Overview
- Manufacturer: Volkswagen Group
- Production: 1988–2019

Body and chassis
- Layout: Longitudinal Front-engine, front-wheel-drive (Audi); Longitudinal Front-engine, rear-wheel-drive (Porsche Panamera G1); Longitudinal Front-engine, all-wheel-drive (D1 (VW Phaeton/Bentley) / Audi);

Chronology
- Successor: MLB platform (Longitudinal Front-engine, front-wheel-drive/four-wheel-drive) MSB platform (Longitudinal Front-engine, rear-wheel-drive/four-wheel-drive)

= Volkswagen Group D platform =

The Volkswagen Group D platform is a series of automobile platforms from the German concern Volkswagen Group. It has been used for large luxury automobiles. Originally used by the Audi marque, it is also latterly used by the Volkswagen Passenger Cars, and Bentley marques.

==D1/D11==
The D1 (also known as the D11) platform was based on a stretched version of the Volkswagen Group C3/C4 platform:
- Audi V8 (Typ 44) (1988–1991)
- Audi V8 (Typ 4C) (1991–1994)

==D2==
The D2 platform is an all aluminium monocoque, based on space frame principles, which helped to significantly reduce weight without being any less rigid. Audi AG refers to this type of construction as the "Audi Space Frame" (ASF).
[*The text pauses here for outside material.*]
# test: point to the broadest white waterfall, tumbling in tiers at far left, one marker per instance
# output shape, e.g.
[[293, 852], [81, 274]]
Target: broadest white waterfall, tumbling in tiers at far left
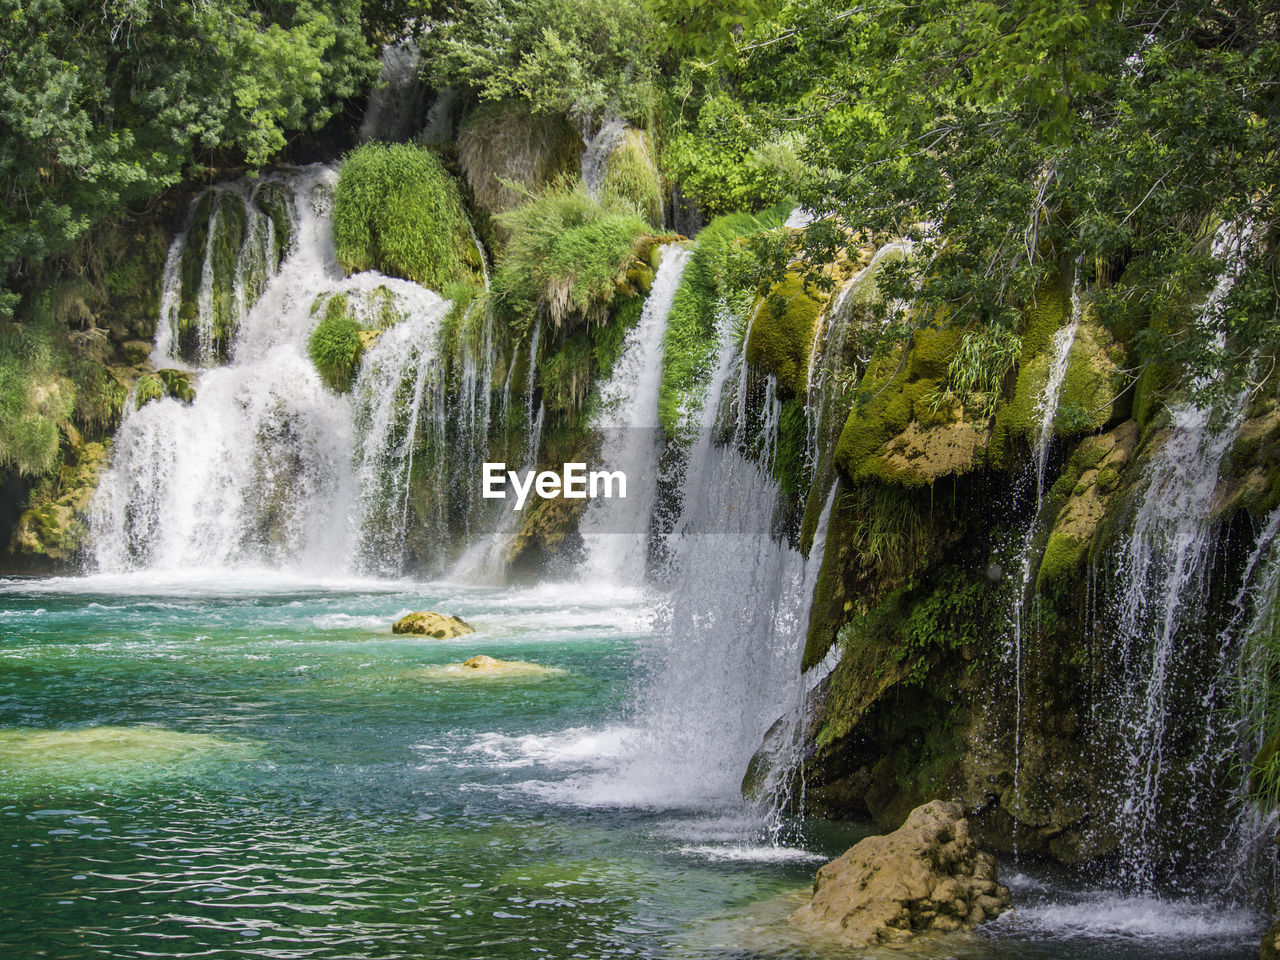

It is technically the first 'original' D platform.

- Audi A8 (1994–2003)
- Audi S8 (1996–2003)

==D3==
The D3 platform, also employing an aluminium space frame, was used for the second generation Audi A8, A8L, and S8.

- Audi A8 (2003–2010)
- Audi S8 (2006–2010)

===D1 (VW Phaeton/Bentley)===
The D1 platform cars (not to be confused with the earlier Audi V8 platform) share some components with the D3 platform, but have conventional steel bodyshell construction.
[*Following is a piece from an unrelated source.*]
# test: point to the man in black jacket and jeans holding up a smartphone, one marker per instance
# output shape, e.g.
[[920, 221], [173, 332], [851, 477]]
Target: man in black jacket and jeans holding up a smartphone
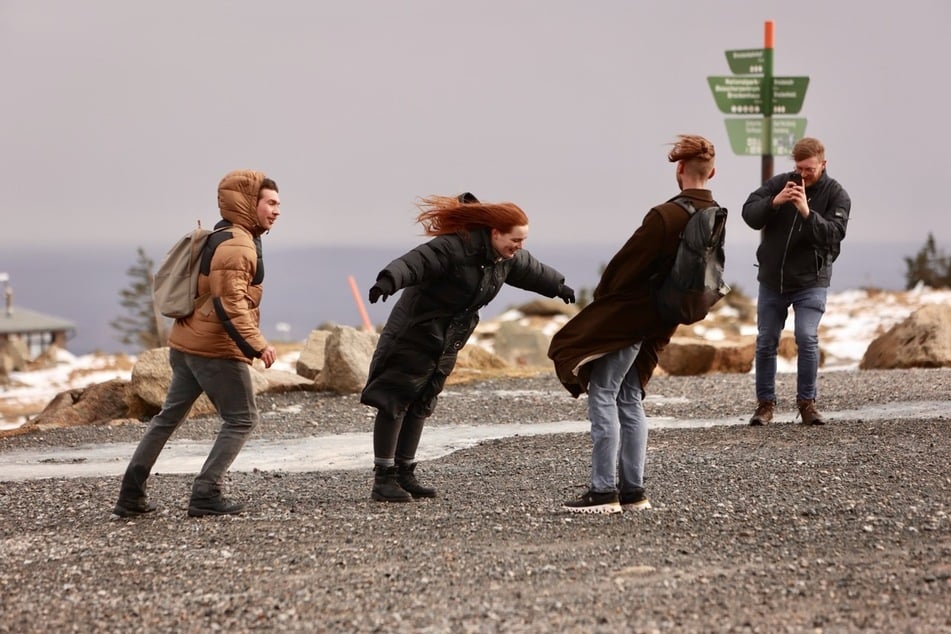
[[802, 218]]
- Bentley Continental GT (Typ 3W, 2004–2018)
- Bentley Flying Spur (Typ 3W, 2005–2019)
- Volkswagen Phaeton (Typ 3D, 2003–2016)

==D4==
The third generation Audi A8 launched in 2009 is sometimes referred to as the "D4" generation A8. This model combines an aluminium Audi Space Frame (ASF) structure but no longer uses the D platform, but the Audi-developed MLB component matrix.

==D5==
The Fourth generation Audi A8 launched in 2018 is sometimes referred to as the "D5" generation A8. This model combines an aluminium Audi Space Frame (ASF) structure but no longer uses the D platform, but the Audi-developed MLB Evo.